There’s been a lot of talk about excessive public pensions recently. A lot of it has been smoke and mirrors, with outrage about 50-year-olds retiring with 100% pay. I think it’s pretty obvious, if you calm down a little, that retirement packages for people in public safety roles that require intense physicality should be a bit different than for desk jockeys. If your house is on fire and your children are trapped upstairs, do you really want a ladder truck full of 63-year-olds to be your first responders? I didn’t think so.
Anyhow, it is true that public servants in California have pretty nice pension plans available. My wife, if she sticks around until she’s 55 years old, will be able to retire immediately with over half of her take-home pay and just about all of her benefits. That’s a big part of why it makes sense for her to stick around instead of seeking her fortune in the private sector. If we’re going to keep hiring new public employees, we’re going to have to attract them to their positions. We don’t conscript our DMV employees, so we have to pay them enough to get them to show up and stay and do their work. The current pension system is widely seen as an albatross around our state budget’s neck, but what should we do about it?
Let it burn. Keep the pension system substantially the same, and simply negotiate harder every time the public employee unions’ contracts expire. Here you run a serious risk of generating a lot of bad blood among the cogs that make the machine go forward. Work slow-downs and strikes would be more or less inevitable, and we could see a lot of our younger state workers simply jump ship for the private sector. This may not be the worst solution in the long run, but would require an inordinate amount of political courage.

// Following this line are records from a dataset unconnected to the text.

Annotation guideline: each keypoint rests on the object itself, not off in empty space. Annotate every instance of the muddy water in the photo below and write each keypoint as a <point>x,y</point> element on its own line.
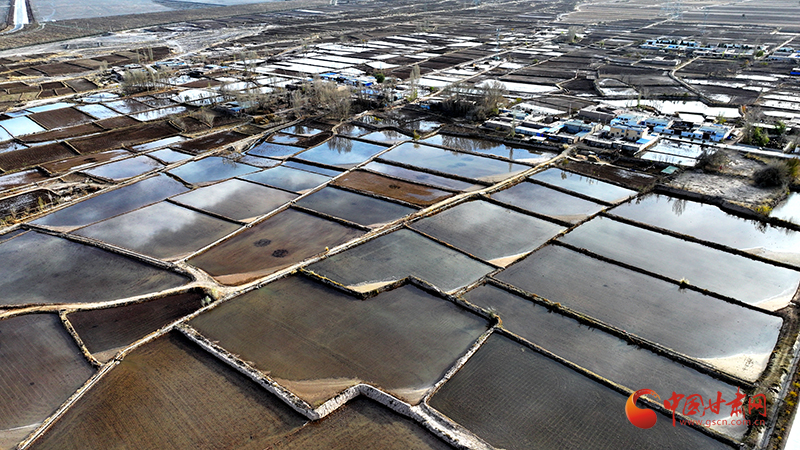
<point>162,230</point>
<point>357,208</point>
<point>312,168</point>
<point>112,203</point>
<point>317,340</point>
<point>106,331</point>
<point>211,169</point>
<point>273,150</point>
<point>341,152</point>
<point>421,177</point>
<point>398,255</point>
<point>287,178</point>
<point>387,136</point>
<point>516,398</point>
<point>149,399</point>
<point>128,168</point>
<point>451,162</point>
<point>236,199</point>
<point>549,202</point>
<point>693,219</point>
<point>41,368</point>
<point>489,231</point>
<point>39,268</point>
<point>362,424</point>
<point>279,242</point>
<point>754,282</point>
<point>732,338</point>
<point>603,354</point>
<point>392,188</point>
<point>581,184</point>
<point>490,148</point>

Switch to 401(k). This tends to strike the general public and eminently fair. Private retirement plans in individual accounts are how most folks in this country build up their nest eggs, so why not public employees? Well, basically for the same reason that switching out Social Security for private accounts isn’t really feasible: without a continuing input of funds, the system dries up and leaves current beneficiaries stranded. These pensions are the result of negotiated contracts, and contracts have to be honored; if the state starts breaking its promises it cannot be trusted in future dealings like future labor negotiations, leases, or bond sales.
Two-tier Pensions. As a straight proposition, this makes a lot of sense, too. Existing employees are under and existing contract, so they keep their pensions. The state isn’t necessarily bound to extend those terms to new employees, so we set up a tier-two ghetto pension for new hires. This is probably how it will have to go down. I see the following levers that can be adjusted for our new second-class public servants:
- Years served. The CalPERS pension schedule allows for retirement after as few as 5 years. This yields a maximum pay-out of only 12.5% of salary, but when you consider life expectancy in this country, that can add up in a hurry. A person that works for a CalPERS position from age 58 to retirement at 63 can be expected to live to about 84 years old. That’s 7.6 years of pay for 5 years of work. By comparison, a 23-year-old that gets a job and holds it down until he’s 63 would keep 100% pay upon retirement. He’s likely to make it to 80 years old (from the same CDC data) and will draw down 57 years pay for 40 years of work. That ratio’s just messed up. Younger workers are a better pension buy.
- Retirement age. For positions that aren’t intrinsically hostile to older workers, bump down the vested portion of the pay scale way down for younger retirees. Fully-vested retirement payouts shouldn’t be available until the same age as full Social Security payouts. I think this is an option that most people looking to enter public service would recognize as reasonable, and would save the taxpayers years of personnel-years of double-pay for the same work.
- The definition of the salary basis. For most retired public employees, their pension payments are based on a three factors: the number of years worked, the employee’s age at retirement, and the highest full year of pay earned during that time. This last item is the biggest source of concern when enraged citizens write in to their local newspaper’s editorial staff. There are some high-profile people like city managers and department heads that pull down rather alarming salaries as their base, unmodified pay. That has to be dealt with on an individual basis, but a lot of other folks puff up their retirement rates artificially with last-year promotions and special bonuses. A police officer, for example, gets additional compensation for SWAT qualification. Transportation department workers get additional pay for working outside where they are exposed to traffic. A lot of these bonuses are cumulative and become quite substantial. Maybe they shouldn’t factor in for retirement purposes; make the base pay for pension payouts exclude these bonuses and a fair amount of the anger-inducing individual pensions become much more palatable.
Assuming the politicians, voters, and union members involved aren’t willing to take the “let it burn” option, it seems that introducing a second-tier pension plan with adjustments to the retirement age and years served factors, along with an adjustment to how the basis pay is calculated is a pretty reasonable way forward.